Kaenan Hertz: 00:07:50
So now, my comments are really in two different ways. I was going to jump on the ChatGPT, which I’ll do in a second Sabine, because actually, it speaks to technology, and it speaks to the rapid evolution. But before I get to that, Nigel, I want to just touch a little bit, you had talked about, you know, profitability and shareholders. So, I think the issue of shareholders is dependent, right? So, for a carrier, who are their shareholders, is it a public entity, in which case the decisions they have to make are decisions around, you know, around quarterly returns, around returning value and equity value to to its stockholders, but in a mutual or in risk retention groups or organisations that for the sake of the like, it’s really the value is making sure surpluses is maintained, and that ultimately you are providing the services at the best possible price to enable the policyholders.
And I think that nuance is going to become exacerbated in our current environment with technology. And that’s where we’re talking about ecosystems, we’re talking about embedded. But if you just look at ChatGPT, in a microcosm, what it is proven, and what it is showing to be able to do, whether or not you know, irrespective of does it give you a little bit erroneous data, it still needs a human to filter it after, but it doesn’t give that much erroneous data. And if you actually start to apply it to your own data, I’ve just been playing around with it myself, I put in a data set from essentially a software vendor that works in the old age home space. And I asked, what are the important variables that I should look at to run my business, and out of 500 different elements that are collected by their system, it spit out, probably the eight that any administrator would be watching, right? So that ability, that shortening of time, is what is going to accelerate both the profitability challenges, the need to embed, the need to become more efficient. And unfortunately, there will be this tension between human bodies and artificial bodies. And, sorry for rambling a little bit longer, I think that the technology is evolving at a rate so much faster than we can consume it at, as a company as it incorporates in a society.
Matt Ferguson: 00:11:05
Yeah, super interesting. Yuri I think this for me, feels like a really good point to ask for your input, given your role, sitting in between various aspects of this ecosystem, right?
Yuri Poletto: 00:11:20
Matt. Thank you, I agree with what all the other friends have said, I would just like also to focus a bit on profitability, because insurers, as in every business, need to provide profits to the shareholders.
So, I have worked for 14 years in insurance companies, knowing that when insurers wants to grow in the traditional economy, they go to the agents, brokers and tell them, get new business. Get new business, do not mind about the loss ratio too much, mind about growth. And then after three, four years, it was the time of taking all the new business and removing the non profitable ones, returning to profitability. So it was like a wave: grow-profits, grow-profits. And I think that in this moment, we are in a moment where we are changing a bit between pure growth and profitable growth.

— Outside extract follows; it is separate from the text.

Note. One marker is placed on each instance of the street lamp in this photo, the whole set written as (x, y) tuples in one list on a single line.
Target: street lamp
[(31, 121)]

(00:12:25) So, I think that insurance needs to grow and the best growth is the way to deliver value to shareholders. And if we just think about the protection gap, we see that the protection gap, not only in developing economies, but also in developed economies, is still huge. So there is huge potential to grow a lot of spaces. But just to see into two segments that are unserved like the creator’s economy – digital nomads. So we are talking about millions of people and micro-enterprises that are completely unserved or think about micro and small enterprises. Their needs are completely unmet by insurance today. So there are plenty of opportunities for growth, but do not forget profits.
(00:13:20) To gain profitable growth we see insurers today are leveraging their internal assets and adding a layer of technology that can be built internally or sourced out externally. Technology and partnerships with brands that have customer bases so for example, think of the red click strategy of Generali, think of the Chubb Studio and Gallagher re and Mercer.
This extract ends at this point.